Bei meiner Anmeldung bei car2go lief erstmal alles glatt. Die Registrierung ging schnell, der Führerschein war schnell verifiziert, so dass es nun schnell losgehen konnte.
Komisch: Die car2go-App wollte mein Kennwort nicht akzeptieren. Ich generiere meine Kennwörter mit Hilfe eines Browser-Plugins, welches bisher einwandfrei funktionierte. Auf mehreren PCs funktionierte das Login bei car2go mit diesem generierten Kennwort, nur in der Android-App wollte es nicht. Das machte mich neugierig und ich fing an zu forschen.
Im Firebug sieht man, dass nach Abschicken der Loginmaske ein POST-Request zu
https://www.car2go.com/cuba/customer/login/own/status/jsecuritycheck
geschickt wird. Dieser enthielt als j_password den Inhalt "ABCDEFGHIJK". Das kann doch nicht mein Kennwort sein? Schnell geprüft: Das Plugin generiert ein völlig anderes Kennwort. Und jetzt hab ich einfach mal "ABCDEFGHIJK" als Kennwort händisch benutzt und... es funktionierte!
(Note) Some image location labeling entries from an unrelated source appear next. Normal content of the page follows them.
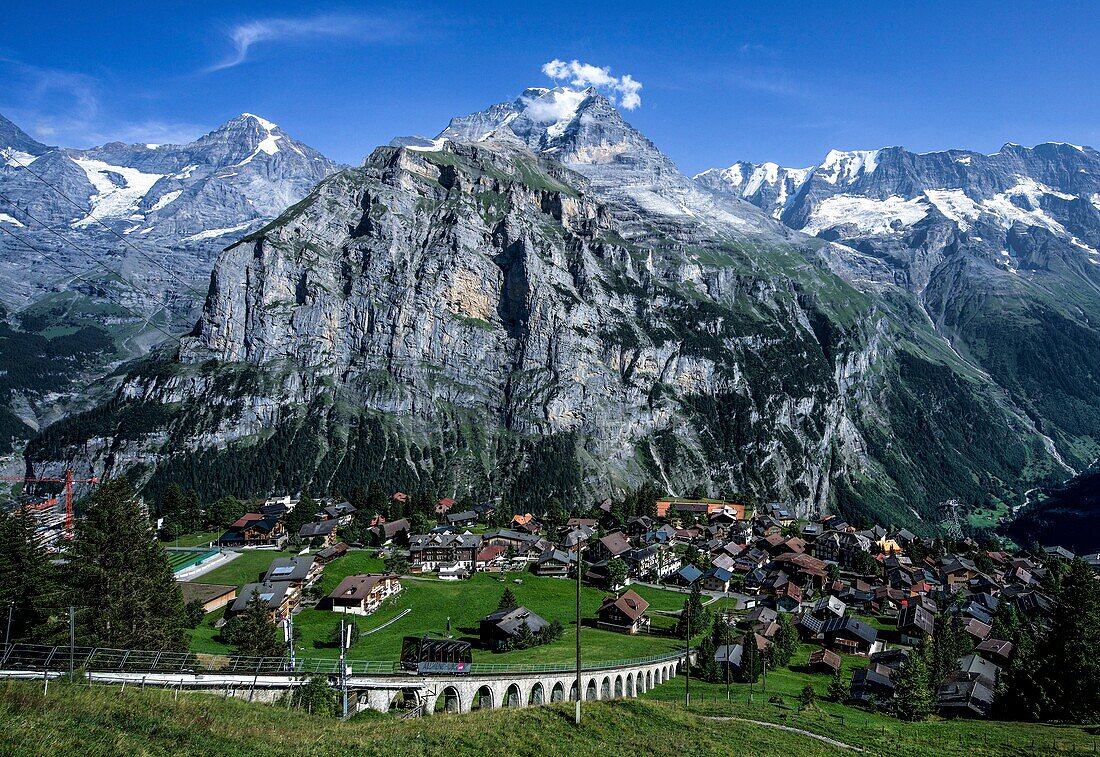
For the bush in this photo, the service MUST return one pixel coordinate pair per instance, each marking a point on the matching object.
(316, 697)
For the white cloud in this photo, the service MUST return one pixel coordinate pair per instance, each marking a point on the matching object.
(585, 75)
(248, 35)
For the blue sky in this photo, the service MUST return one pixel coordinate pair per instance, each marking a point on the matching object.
(719, 81)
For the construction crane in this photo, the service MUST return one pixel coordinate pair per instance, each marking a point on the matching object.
(68, 481)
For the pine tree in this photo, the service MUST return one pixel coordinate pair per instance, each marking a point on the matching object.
(507, 600)
(26, 579)
(837, 691)
(706, 667)
(949, 643)
(1068, 656)
(784, 643)
(693, 614)
(253, 633)
(120, 578)
(915, 698)
(224, 512)
(751, 661)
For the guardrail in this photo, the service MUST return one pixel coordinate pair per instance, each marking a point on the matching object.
(31, 657)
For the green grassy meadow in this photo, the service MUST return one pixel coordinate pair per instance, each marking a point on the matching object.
(74, 720)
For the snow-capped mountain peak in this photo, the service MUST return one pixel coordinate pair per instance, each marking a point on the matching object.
(847, 166)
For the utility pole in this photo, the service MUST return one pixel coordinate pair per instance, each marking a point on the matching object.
(289, 634)
(580, 690)
(72, 638)
(688, 658)
(343, 667)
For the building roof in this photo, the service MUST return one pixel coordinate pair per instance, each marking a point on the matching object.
(358, 588)
(273, 593)
(319, 528)
(689, 573)
(850, 626)
(509, 620)
(826, 657)
(615, 542)
(628, 603)
(296, 568)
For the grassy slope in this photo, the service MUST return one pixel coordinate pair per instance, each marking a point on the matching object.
(432, 602)
(106, 721)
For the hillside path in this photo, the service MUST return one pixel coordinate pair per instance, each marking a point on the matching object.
(801, 732)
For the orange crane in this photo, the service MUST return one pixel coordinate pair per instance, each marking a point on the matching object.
(68, 481)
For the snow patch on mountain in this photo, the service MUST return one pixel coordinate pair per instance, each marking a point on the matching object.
(212, 233)
(847, 165)
(118, 189)
(166, 199)
(955, 205)
(869, 216)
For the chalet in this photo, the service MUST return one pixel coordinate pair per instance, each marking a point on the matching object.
(996, 650)
(828, 606)
(979, 668)
(978, 631)
(672, 508)
(576, 535)
(518, 541)
(760, 614)
(639, 525)
(394, 530)
(716, 579)
(301, 570)
(330, 553)
(519, 520)
(807, 626)
(429, 551)
(454, 571)
(625, 612)
(965, 698)
(466, 517)
(279, 596)
(1059, 552)
(253, 530)
(325, 531)
(728, 657)
(499, 628)
(842, 547)
(850, 635)
(613, 545)
(958, 571)
(212, 595)
(647, 561)
(824, 661)
(583, 523)
(915, 622)
(553, 562)
(342, 512)
(871, 686)
(788, 596)
(686, 576)
(491, 558)
(362, 594)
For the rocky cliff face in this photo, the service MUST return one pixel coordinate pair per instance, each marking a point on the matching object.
(538, 305)
(1001, 254)
(133, 231)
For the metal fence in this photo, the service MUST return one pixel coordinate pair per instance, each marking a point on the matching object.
(30, 657)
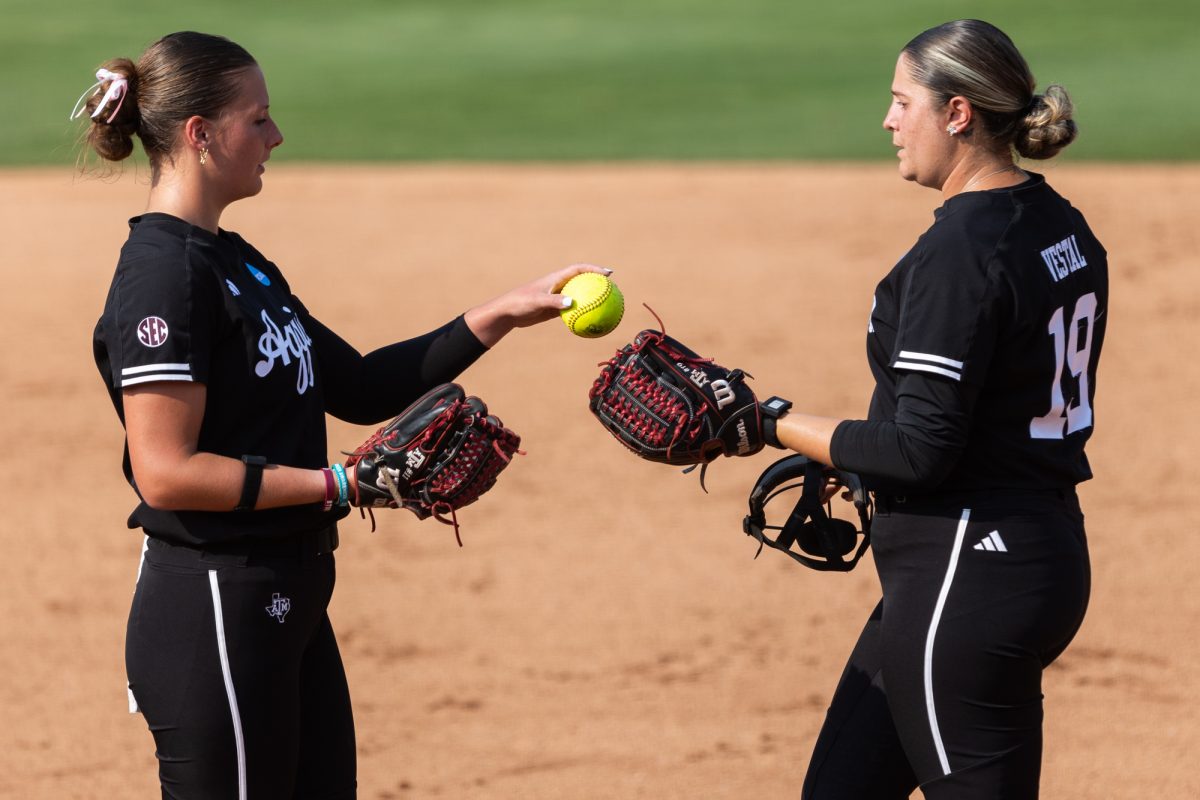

Das kann doch wohl nicht wahr sein.
Die Ursache ist vermutlich wie folgt: Das Plugin sperrt den Zugriff auf das Input-Feld mit dem Kennwort, jedoch versucht ein Javascript von car2go, das Kennwort zu lesen und nimmt dann als Fallback für den ersten Buchstaben "A", für den 2. "B" und so weiter. Die Anzahl der Buchstaben entsprach auch der Länge meines "echten" Kennwortes.
Wer sich also per Hashverfahren ein sicheres Kennwort generiert, speichert bei car2go unwissentlich ein ziemlich unsicheres auf dem Server ab. Das ist eine Sicherheitslücke und zeigt wieder mal, dass es Anwendungen grundsätzlich untersagt sein sollte, per Javascript auf Input-Felder vom Typ "password" zuzugreifen. Wird Zeit, dass die Browserhersteller hier einen Riegel vorschieben.